It’s all about perspective and, here in Detroit, it’s sometimes difficult to see the woods through the trees.
For example, anyone can tell you Cadillac sales are on the skids. The cars, trucks and CUVs from the General Motors luxury unit are the best to ever wear the Cadillac crest, but the most expensive, too, and that has a lot of people opting not to pay big money for a brand that presently lacks the cachet of Mercedes and BMW.
As result, Cadillac deliveries in the U.S. finished 2014, a year that by any standard should have been a banner one with all of the division’s sexy new sheet metal, down 6.5%. Disappointing, for sure, and a hiccup in Cadillac’s comeback.

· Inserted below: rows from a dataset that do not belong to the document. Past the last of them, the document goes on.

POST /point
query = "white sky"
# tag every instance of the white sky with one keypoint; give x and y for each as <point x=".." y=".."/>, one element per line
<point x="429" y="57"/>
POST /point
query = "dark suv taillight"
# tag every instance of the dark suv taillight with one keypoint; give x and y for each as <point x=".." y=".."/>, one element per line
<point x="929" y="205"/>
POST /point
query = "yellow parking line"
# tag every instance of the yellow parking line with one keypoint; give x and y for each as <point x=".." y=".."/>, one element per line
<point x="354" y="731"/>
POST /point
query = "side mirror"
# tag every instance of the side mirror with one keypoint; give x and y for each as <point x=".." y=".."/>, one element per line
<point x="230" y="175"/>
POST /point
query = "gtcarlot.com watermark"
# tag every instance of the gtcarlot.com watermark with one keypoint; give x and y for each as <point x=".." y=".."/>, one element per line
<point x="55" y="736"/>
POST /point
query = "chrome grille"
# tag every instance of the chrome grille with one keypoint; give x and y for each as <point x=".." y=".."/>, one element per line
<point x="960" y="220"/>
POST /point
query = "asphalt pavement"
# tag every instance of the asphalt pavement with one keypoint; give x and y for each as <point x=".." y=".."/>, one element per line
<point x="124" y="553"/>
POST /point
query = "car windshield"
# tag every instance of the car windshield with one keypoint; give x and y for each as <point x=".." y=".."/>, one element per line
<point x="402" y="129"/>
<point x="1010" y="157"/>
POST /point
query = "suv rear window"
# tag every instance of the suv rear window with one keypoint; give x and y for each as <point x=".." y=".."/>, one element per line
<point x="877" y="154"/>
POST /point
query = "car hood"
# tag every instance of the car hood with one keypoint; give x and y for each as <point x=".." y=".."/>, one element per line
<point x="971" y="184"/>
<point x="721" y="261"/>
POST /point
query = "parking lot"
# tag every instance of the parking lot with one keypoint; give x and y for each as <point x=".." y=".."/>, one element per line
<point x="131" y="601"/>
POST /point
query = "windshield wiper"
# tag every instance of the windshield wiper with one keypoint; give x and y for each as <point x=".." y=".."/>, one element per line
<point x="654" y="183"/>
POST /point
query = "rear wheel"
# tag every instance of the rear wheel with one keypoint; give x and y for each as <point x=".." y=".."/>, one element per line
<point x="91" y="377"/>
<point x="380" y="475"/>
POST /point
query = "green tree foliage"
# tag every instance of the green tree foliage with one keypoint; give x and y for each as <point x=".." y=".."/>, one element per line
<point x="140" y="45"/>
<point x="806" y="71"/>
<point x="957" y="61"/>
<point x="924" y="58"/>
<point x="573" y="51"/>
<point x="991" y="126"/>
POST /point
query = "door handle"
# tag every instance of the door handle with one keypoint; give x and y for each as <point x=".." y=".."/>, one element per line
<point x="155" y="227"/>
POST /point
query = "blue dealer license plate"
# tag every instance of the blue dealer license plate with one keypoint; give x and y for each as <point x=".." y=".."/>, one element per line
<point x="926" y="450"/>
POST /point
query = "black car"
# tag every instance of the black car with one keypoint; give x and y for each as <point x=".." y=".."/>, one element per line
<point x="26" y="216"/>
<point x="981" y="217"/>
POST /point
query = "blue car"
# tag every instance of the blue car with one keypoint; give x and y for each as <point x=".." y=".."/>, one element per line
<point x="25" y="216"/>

However, that perspective is a bit too narrow. Globally, Cadillac says, its sales increased 5.2% last year. Don’t rub your eyes. That’s not a misprint. Cadillac sales last year were, in fact, up a tidy 13,000 units.
Such perspective should also include the fact BMW and Mercedes each annually sell about five times the 263,697 units Cadillac delivered last year, so in the global luxury race the GM brand remains a minor player.
That should not diminish the year Cadillac turned in, though, where sales in China shot up a remarkable 47% on the introduction of the Cadillac ATS compact sports car and the XTS large sedan. If anyone thinks GM’s billion-dollar goal of selling 150,000 Cadillacs in China by 2016 is too ambitious, just look at the trajectory of 2014.
Cadillac sales also are up in Canada, Mexico, South Korea and the Middle East. If it weren’t for Russia’s new-car market implosion this year, Cadillac might have had a shot at a year-over-year increase there, too. And as for Western Europe, it will only take a long-awaited diesel powertrain to move the needle.